We need the presence of others in our lives to encourage and hold us accountable to living our values and spiritual convictions. I’m guilty of believing on occasion that I can “go it alone” spiritually, but like the stereotypical male who refuses to ask for directions, I always end up further lost. During one of my first attempts at a weeklong solo retreat, instead of deepening in prayer, I simply became depressed, drank more beer than I intended, and watched movies. It was humbling. It turns out that I needed the spiritual counsel of having a community “container” for personal retreat in the form of a monastery, a new monastic community, and a spiritual director, or “soul friend.”
One benefit of the rise of “Spiritual But Not Religious” seekers is the democratization of spirituality. Anyone with the desire to do so can undertake a meditation practice, walk a labyrinth, sit in meditation, study the mystics, or encounter divinity through nature. This 27% slice of US adult demographics (last I checked) rightly realizes that institutional forms of religion are not offering the depth, transformation, and spiritual formation for which many of these people yearn.
But communal forms that support spirituality outside of institutions are very much still emerging. And one shadow side even for those sincerely dedicated to spiritual practice is individualism. When community is backgrounded, or perhaps worse, created only for those with means to pay for books, courses, retreats, and workshops, then accountability to values, lineages, traditions, and actual people are sacrificed at the altar of capitalism and “me.” Churches have community in abundance but are often not much help for those seriously kindling an awakened inner life. Many churches drown transformational experiences and spiritual maturation with the weight of ever-pressing building needs, personality squabbles, and committee meetings. If the market threatens to subsume spirituality outside of the church, pettiness threatens to squander it within.
Photo by Shane Rounce on Unsplash
What forms of community are helping you stay true to your values and ideals in these times?
Where are the places in which love and the courage to endure needs to be rekindled?
John holds his hearers’ feet to the fire of their professed commitment and desire. His language startles us and is meant to do so. It is likely written a time of war. His visions are tough, urgent, and uncompromising, but then again, so are the times. Crisis is the space in which we find out if our beliefs are real or not, and we lean on each other for them to be so.

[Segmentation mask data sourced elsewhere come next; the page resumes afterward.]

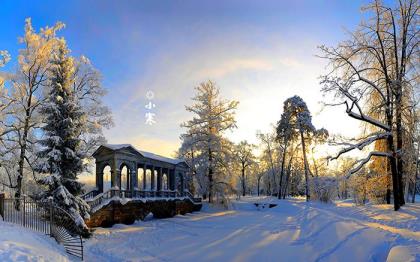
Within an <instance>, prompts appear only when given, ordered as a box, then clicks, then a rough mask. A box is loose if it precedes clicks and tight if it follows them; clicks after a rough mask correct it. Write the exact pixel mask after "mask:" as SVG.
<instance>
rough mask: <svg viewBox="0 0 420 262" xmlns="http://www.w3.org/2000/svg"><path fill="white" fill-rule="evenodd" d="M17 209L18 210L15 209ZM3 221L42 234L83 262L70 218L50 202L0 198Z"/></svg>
mask: <svg viewBox="0 0 420 262" xmlns="http://www.w3.org/2000/svg"><path fill="white" fill-rule="evenodd" d="M17 206H19V210H18V209H17V208H16V207H17ZM0 215H1V216H2V218H3V221H6V222H11V223H14V224H18V225H21V226H23V227H26V228H29V229H32V230H35V231H38V232H41V233H44V234H46V235H49V236H51V237H53V238H54V239H55V240H56V241H57V242H58V243H60V244H61V245H63V246H64V248H65V250H66V252H67V253H68V254H70V255H73V256H75V257H78V258H80V259H81V260H83V239H82V237H81V235H80V229H79V228H78V227H77V225H76V224H75V222H74V219H73V218H72V216H71V215H70V214H69V213H68V212H66V211H65V210H64V209H62V208H60V207H58V206H55V205H54V204H53V203H52V202H41V201H34V200H32V199H30V198H27V197H24V198H21V199H16V198H4V197H2V195H0Z"/></svg>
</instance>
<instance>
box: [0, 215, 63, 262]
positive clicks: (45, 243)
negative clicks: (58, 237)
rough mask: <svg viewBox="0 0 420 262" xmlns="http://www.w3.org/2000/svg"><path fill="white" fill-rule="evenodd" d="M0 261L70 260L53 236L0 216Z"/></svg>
mask: <svg viewBox="0 0 420 262" xmlns="http://www.w3.org/2000/svg"><path fill="white" fill-rule="evenodd" d="M0 261H2V262H8V261H19V262H20V261H51V262H60V261H70V260H69V258H68V257H67V254H66V251H65V250H64V248H63V247H62V246H60V245H59V244H58V243H57V242H56V241H55V240H54V239H53V238H50V237H49V236H46V235H45V234H42V233H38V232H34V231H32V230H29V229H26V228H23V227H21V226H18V225H14V224H10V223H5V222H3V221H2V220H1V217H0Z"/></svg>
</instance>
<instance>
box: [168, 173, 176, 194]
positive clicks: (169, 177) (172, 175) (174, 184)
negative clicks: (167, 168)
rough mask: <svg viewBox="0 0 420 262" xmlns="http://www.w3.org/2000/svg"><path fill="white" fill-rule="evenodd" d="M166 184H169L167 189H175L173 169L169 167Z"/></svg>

Beautifully said. From the lens of incarnational mysticism, the body of Christ is not a metaphor, it is a lived, breathing reality. Just as the Incarnation bound God to flesh and community, so too must our spirituality be bound to others. We are not saved from the world but within it, through one another. The spirit does not descend into isolated souls alone, but into gathered ones… imperfect, unpolished, but willing to endure together. Even Christ didn’t carry the Cross alone the whole way. Community is not just supportive, it is sacramental.
Thank you, Mark. I so need my beloved community. One point I’d like to change in your essay is where you state that we need for our institutions to have the love and “courage to endure”. I think the courage to transform is key. It’s what I discover in meditation and centering prayer for my individual self, but I want my community to discover and embrace it too. I think it’s part and parcel of ending pettiness and what undermines us. Transformative love enables endurance. No?